Peer-review completion

AR: Author's response | RR: Referee report | ED: Editor decision

AR by Aoxing Zhang on behalf of the Authors (20 Sep 2019) Author's response Manuscript

ED: Referee Nomination & Report Request started (23 Sep 2019) by Qiang Zhang

RR by Anonymous Referee #1 (28 Sep 2019)

Suggestions for revision or reasons for rejection

This paper continues to have major flaws of presentation and interpretation. The wording and presentation of results are somewhat careless; there are also grammatical errors throughout. The manuscript is not publishable in current form.

1. Section 4.1 and Figure 5: There is no quantitative evaluation of BC mass concentrations presented here. Given that the conclusion on relative heating rates rely on an accurate simulation of BC (as well as BrC), the authors should provide an exact comparison (e.g. mean vertical profiles of BC for each HIPPO campaign comparing model and observations as in Figure 7)

2. Section 4.1: Why do the authors choose to compare to AOD (which as they rightly point out is dominated by aerosol scattering) rather than AAOD estimates from AERONET or OMI UV AI? There does not appear to be much value to the comparisons presented here.

3. Section 5.1: This section and discussion lack logical flow and the wording is often inconsistent with the figures. From Figure 7, the baseline simulation (NCNB) appears to perform equally well to the “best” simulation (ICB) which includes photobleaching and reduced scavenging.

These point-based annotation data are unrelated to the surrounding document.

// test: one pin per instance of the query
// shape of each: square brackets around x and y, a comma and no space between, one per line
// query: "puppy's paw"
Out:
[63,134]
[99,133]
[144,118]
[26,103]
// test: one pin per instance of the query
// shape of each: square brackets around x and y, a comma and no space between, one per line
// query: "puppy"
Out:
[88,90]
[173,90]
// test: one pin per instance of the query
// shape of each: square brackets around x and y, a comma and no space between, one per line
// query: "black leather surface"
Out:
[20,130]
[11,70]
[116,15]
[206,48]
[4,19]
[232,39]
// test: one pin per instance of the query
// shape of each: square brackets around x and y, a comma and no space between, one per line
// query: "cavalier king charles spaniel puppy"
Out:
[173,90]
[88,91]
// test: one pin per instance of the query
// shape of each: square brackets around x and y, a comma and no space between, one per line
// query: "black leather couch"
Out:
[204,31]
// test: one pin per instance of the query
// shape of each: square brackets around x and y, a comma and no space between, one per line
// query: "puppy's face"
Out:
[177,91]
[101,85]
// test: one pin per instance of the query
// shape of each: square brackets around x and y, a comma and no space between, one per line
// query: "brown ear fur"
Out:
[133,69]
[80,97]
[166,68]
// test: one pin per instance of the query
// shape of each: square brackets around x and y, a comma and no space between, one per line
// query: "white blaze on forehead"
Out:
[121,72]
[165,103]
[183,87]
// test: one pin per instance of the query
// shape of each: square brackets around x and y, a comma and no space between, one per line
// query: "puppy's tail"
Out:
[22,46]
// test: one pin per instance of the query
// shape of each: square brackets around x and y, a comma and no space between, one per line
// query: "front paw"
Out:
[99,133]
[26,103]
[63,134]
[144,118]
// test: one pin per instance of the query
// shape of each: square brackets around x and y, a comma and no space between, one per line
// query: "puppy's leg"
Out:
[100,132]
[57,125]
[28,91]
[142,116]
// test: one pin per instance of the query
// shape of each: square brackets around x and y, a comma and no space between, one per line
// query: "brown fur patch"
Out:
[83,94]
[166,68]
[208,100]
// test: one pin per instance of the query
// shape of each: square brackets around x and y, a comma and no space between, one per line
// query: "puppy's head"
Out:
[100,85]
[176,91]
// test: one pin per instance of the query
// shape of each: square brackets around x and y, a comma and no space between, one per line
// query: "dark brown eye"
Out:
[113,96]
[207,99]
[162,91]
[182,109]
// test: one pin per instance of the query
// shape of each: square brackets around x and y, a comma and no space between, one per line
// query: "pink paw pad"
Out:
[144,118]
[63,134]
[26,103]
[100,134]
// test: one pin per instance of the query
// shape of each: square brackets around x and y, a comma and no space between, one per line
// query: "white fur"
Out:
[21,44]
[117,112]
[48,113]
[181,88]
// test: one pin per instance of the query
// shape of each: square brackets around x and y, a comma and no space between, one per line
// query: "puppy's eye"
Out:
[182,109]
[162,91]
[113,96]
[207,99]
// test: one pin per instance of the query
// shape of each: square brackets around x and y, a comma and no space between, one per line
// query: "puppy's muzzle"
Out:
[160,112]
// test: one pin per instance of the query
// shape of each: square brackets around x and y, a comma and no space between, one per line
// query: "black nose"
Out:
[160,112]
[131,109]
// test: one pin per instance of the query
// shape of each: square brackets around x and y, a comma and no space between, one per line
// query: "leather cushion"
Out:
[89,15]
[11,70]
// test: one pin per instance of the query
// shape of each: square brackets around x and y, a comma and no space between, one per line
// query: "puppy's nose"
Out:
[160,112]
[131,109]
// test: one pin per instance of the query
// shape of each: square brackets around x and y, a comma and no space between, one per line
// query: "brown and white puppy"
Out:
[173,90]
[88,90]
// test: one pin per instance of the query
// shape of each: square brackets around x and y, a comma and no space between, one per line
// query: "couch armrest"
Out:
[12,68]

The authors therefore need to present a more compelling justification for their “best” simulation. This should begin with what (if any) flaws are apparent from the baseline simulation and then carefully explore, individually, the effects of photobleaching and reduced scavenging. And then finally make a case for their “best” simulation.

a. The comparison of Figure S2 should be moved into the main text, along with a comparison of OA mass concentrations. The authors need to show that their model simulation simultaneously meets the constraints of mass and optics for both BC and OA/BrC, and to make their case that the ICB simulation is superior to the NCNB simulation in this regard.

b. Lines 306-307: This statement is incorrect, the NCNB and ICB simulations are very similar.

c. Lines 308: The BrC/BC ratio is similarly underestimated in the ICB simulation > 8km

d. Line 310: This sentence is incorrect. The ICNB and NCNB simulations do not show very different profiles (i.e. lower trop to upper trop ratios) in Figure 7. The second pairing “ICB&NCB” is the wrong pair of simulations to compare – the NCB simulation should be compared to the ICBB simulation

e. Lines 315-316: If photobleaching were implemented as in previous studies (with a 25% floor) would the BrC/BC ratios in the NCB match the observations?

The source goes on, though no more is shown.